I do love Rat Fink. Rat Fink always cheers me up.
But some people don’t feel the same way about him. My much better half, Karen, for instance, confessed recently that Rat Fink is just so ugly she can hardly stand to look at him. I just gave her (what I imagined to be) a vaguely cryptic smile, thinking to myself, “She can be forgiven. She doesn’t have the history with Rat Fink that I have.”
To those of you sadly unfamiliar with this cartoon character, Rat Fink is a hairy, grinning rat, who stands upright and wears a red sleeveless shirt emblazoned with a gigantic “R. F.” Flies buzz around his head and his eyes bulge outward from their black sockets with lovingly detailed blood veins adorning their whites.
Ed “Big Daddy” Roth first drew Rat Fink in the late 1950s.
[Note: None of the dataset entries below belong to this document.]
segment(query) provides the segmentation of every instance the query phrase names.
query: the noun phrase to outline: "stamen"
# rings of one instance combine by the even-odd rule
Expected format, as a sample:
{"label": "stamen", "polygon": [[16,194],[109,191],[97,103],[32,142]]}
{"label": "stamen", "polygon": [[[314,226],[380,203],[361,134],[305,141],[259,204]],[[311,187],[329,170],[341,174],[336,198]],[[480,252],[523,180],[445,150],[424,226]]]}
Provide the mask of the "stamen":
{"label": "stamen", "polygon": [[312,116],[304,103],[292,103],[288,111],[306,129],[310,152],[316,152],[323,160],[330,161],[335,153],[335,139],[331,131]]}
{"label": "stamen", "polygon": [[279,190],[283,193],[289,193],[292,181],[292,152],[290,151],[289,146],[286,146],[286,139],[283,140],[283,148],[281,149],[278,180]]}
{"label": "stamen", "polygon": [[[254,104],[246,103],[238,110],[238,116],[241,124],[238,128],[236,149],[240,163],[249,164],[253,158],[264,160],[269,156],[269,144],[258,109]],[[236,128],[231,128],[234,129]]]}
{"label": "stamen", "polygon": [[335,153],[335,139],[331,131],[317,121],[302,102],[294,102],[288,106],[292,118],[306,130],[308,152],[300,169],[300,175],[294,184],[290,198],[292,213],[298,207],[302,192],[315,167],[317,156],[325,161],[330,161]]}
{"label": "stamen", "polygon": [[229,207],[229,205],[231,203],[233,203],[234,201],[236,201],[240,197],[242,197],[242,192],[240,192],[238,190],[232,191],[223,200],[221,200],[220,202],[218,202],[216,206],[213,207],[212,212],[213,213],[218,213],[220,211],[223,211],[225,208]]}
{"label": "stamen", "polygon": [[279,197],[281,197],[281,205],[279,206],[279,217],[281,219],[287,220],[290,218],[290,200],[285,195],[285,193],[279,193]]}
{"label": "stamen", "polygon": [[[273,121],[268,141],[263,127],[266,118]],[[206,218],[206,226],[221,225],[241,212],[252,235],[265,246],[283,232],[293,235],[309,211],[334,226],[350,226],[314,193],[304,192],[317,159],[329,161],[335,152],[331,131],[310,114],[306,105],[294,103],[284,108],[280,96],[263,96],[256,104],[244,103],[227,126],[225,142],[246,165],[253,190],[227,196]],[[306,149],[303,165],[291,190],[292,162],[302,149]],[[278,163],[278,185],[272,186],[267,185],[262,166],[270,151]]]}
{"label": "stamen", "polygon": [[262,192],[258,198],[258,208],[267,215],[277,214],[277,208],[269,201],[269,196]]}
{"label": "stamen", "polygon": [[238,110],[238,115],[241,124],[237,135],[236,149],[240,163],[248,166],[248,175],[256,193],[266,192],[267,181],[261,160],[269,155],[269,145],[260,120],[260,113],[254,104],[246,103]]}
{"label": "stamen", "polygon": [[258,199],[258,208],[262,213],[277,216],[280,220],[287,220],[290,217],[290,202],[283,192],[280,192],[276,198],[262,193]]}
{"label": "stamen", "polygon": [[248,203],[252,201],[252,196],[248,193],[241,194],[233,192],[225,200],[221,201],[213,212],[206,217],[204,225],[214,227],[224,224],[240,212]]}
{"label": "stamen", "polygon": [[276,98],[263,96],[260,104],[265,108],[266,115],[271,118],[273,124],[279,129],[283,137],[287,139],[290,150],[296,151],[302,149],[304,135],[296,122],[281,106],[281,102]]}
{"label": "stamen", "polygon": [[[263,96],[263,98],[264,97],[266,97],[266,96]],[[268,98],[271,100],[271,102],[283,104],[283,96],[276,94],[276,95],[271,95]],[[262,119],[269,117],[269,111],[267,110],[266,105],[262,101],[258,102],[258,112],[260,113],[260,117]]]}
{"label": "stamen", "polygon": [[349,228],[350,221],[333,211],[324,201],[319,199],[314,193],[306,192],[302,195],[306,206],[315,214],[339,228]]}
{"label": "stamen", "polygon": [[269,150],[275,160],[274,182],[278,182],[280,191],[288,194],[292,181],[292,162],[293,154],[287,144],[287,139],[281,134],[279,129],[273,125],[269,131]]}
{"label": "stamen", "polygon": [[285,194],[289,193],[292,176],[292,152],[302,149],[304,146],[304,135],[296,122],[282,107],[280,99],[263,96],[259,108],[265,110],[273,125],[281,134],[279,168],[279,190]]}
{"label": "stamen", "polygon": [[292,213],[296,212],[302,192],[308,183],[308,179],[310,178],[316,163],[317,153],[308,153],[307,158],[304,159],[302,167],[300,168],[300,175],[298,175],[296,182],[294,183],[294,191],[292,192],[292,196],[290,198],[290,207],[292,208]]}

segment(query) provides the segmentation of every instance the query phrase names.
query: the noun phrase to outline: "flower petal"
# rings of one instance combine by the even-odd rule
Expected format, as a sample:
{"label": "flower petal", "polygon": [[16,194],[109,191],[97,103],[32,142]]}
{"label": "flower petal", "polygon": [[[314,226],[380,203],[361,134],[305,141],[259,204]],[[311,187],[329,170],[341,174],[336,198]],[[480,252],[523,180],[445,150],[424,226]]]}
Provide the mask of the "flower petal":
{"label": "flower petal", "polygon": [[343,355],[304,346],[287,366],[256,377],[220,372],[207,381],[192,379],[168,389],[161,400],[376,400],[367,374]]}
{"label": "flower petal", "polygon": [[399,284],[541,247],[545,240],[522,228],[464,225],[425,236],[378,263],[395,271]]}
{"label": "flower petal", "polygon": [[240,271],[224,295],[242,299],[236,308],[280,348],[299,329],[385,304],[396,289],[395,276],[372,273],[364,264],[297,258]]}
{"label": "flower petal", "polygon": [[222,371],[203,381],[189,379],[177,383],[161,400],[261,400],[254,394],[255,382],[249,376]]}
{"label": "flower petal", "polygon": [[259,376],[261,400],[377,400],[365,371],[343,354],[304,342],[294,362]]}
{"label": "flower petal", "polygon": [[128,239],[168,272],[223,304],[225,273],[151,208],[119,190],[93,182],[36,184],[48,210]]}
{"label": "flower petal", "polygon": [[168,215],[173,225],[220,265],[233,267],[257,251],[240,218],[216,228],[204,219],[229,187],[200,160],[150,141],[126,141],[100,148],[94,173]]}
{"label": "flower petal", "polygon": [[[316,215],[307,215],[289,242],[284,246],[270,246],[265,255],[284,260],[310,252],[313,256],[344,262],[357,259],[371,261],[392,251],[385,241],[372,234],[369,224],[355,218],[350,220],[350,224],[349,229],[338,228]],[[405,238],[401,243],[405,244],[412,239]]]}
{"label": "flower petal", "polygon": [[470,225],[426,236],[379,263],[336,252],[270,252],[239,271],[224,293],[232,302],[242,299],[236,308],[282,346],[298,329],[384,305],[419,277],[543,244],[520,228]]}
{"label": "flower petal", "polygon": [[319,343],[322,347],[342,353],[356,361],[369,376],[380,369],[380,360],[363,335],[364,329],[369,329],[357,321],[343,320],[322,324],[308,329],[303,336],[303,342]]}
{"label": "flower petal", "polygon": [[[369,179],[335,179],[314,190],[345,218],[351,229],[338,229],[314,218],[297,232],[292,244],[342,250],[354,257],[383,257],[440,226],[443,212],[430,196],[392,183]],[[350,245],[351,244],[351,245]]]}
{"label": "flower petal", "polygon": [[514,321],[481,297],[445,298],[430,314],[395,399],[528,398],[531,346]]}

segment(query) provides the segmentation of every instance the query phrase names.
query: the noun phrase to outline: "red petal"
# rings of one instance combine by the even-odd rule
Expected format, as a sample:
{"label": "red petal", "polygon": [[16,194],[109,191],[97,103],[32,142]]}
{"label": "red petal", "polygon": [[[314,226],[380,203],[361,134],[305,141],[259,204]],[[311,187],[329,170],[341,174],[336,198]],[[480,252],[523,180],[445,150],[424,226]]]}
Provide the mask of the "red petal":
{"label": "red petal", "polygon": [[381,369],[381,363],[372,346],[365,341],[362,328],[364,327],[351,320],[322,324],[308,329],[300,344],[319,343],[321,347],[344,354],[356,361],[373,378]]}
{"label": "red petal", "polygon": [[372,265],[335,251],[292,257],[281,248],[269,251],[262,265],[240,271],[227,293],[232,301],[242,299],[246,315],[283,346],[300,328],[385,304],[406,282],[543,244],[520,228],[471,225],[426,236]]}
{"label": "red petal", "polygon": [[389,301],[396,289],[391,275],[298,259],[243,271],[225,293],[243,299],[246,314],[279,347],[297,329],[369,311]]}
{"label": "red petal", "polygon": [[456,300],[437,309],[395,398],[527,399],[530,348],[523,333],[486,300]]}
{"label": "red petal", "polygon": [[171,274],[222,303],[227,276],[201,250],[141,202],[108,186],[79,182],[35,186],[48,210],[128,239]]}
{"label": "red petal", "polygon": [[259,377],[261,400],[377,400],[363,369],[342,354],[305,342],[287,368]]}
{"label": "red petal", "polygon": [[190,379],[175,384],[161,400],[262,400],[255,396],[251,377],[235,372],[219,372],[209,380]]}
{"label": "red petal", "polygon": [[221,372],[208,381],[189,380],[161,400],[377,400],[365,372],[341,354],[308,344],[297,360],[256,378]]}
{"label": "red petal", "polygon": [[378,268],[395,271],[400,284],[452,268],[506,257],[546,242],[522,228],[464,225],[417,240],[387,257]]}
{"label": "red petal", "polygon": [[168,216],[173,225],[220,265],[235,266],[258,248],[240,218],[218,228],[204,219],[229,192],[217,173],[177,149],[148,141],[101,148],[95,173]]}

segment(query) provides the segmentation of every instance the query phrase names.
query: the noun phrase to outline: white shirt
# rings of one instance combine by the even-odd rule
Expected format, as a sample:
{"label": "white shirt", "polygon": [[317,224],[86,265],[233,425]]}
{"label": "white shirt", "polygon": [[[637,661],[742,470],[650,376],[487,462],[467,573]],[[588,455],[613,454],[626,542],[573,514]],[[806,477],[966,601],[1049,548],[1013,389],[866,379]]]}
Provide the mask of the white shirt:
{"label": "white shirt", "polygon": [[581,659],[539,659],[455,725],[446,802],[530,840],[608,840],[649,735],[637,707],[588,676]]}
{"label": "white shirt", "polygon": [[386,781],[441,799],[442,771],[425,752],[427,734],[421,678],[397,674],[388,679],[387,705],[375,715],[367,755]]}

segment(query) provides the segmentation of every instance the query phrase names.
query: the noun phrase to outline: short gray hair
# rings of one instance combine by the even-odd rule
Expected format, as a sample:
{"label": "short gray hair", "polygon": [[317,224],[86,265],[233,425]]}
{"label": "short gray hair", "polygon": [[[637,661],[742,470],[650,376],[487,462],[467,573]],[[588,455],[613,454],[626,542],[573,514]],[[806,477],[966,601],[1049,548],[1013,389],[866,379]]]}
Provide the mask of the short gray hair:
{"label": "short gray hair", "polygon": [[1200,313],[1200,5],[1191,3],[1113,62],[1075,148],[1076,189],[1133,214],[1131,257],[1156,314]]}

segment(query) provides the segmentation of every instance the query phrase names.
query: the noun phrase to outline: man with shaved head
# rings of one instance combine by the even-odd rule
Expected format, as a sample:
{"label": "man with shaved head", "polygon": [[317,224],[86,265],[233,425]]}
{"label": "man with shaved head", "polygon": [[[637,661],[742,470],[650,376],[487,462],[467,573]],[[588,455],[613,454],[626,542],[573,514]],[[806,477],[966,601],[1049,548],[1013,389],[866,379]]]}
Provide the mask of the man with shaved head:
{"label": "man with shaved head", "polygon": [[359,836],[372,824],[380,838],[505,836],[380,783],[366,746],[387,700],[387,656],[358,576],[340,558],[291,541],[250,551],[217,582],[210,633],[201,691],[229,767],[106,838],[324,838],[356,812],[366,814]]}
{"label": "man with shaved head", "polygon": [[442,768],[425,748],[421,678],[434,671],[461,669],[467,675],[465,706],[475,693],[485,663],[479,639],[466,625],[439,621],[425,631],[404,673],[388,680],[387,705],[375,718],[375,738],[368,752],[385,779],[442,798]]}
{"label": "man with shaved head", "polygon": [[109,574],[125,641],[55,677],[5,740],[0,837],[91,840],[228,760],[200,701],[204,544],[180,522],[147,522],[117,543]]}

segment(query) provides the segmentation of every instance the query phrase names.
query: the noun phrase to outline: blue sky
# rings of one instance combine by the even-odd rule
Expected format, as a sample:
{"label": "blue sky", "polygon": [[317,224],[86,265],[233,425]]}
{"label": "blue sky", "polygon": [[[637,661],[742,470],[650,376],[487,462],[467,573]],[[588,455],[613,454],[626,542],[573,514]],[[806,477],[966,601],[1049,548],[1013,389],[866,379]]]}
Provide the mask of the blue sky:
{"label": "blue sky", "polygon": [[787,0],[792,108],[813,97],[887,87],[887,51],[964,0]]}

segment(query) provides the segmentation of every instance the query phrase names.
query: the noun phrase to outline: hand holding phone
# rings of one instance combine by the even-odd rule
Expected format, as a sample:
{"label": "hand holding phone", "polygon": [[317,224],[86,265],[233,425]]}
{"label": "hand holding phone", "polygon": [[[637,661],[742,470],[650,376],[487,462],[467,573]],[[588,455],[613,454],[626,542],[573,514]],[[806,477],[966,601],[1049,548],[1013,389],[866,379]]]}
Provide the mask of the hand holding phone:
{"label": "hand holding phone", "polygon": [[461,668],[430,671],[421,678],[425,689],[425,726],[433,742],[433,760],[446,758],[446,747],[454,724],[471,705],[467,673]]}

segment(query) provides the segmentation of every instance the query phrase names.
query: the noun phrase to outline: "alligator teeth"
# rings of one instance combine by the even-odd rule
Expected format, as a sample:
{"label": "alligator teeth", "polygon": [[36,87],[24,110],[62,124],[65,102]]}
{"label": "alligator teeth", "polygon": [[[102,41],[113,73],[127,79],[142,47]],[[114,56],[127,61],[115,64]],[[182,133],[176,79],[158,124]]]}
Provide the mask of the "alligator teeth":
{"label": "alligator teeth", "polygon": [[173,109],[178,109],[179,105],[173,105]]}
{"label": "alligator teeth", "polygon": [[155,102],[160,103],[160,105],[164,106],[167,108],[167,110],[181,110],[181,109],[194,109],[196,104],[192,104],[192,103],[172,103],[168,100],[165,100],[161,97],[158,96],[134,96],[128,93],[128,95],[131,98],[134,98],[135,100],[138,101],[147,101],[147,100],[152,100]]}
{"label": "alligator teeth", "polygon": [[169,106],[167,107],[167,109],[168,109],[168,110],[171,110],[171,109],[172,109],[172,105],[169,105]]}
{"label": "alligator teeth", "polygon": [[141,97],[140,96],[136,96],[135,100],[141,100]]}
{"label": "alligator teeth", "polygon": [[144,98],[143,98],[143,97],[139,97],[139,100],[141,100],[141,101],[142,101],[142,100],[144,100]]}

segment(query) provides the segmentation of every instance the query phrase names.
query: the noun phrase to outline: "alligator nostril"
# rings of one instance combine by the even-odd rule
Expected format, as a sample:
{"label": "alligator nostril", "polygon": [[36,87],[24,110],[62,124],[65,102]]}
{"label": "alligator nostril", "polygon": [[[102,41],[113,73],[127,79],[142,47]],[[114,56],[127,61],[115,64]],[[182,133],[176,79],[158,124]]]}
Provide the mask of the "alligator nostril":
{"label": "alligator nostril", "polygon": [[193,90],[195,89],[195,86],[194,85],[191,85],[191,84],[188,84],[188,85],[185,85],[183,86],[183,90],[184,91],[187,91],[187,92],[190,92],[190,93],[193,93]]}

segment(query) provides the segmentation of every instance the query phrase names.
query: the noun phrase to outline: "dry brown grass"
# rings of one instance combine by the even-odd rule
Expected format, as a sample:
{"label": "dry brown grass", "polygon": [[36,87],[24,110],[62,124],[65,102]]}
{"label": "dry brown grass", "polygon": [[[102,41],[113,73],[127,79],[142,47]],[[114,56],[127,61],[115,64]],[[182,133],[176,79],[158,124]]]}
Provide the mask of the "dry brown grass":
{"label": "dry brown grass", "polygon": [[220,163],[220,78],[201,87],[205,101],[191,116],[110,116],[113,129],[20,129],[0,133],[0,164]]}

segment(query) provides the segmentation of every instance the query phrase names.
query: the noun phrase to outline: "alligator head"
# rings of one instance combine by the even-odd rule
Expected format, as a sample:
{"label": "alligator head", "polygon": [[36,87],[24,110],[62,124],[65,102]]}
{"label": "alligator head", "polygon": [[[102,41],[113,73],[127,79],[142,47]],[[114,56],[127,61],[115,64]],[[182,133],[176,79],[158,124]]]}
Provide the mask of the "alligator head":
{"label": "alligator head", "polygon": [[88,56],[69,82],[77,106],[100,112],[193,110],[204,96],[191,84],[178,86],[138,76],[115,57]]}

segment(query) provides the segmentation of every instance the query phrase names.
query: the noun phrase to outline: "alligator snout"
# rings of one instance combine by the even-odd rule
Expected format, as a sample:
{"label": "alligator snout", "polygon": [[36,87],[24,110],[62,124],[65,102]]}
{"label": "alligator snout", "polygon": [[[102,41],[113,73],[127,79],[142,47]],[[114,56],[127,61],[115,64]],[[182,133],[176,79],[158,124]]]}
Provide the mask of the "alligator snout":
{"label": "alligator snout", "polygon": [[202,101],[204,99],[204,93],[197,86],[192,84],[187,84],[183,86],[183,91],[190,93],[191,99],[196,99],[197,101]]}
Roth sold airbrushed t-shirts on which he cartooned hot rods with gigantic-headed monsters driving them called “Weird-o’s.” He conceived Rat Fink as a counter to Disney’s very wholesome Mickey Mouse.
To me and probably countless other boomer kids in the early '60s, Rat Fink was the first anti-heroic, deliberately rebellious cartoon character, gleefully “in the face” of the sweetly wholesome status quo. I learned to draw him in my fourth grade classroom and proudly sketched him on my notebook covers. Rat Fink never fails to cheer me. I learned about the joy of tweaking the powers that be with pen and ink from the grotesque form of Rat Fink.
In the late 1990s, I met Big Daddy Roth at the Starbird Rod and Custom Show at Century II. I thanked him for the inspiration that Rat Fink gave me to take up pen and ink against the status quo.
My problem today is: Kansas’s politics has gotten uglier than Rat Fink. The status quo has out-Rat Finked the Rat Fink himself!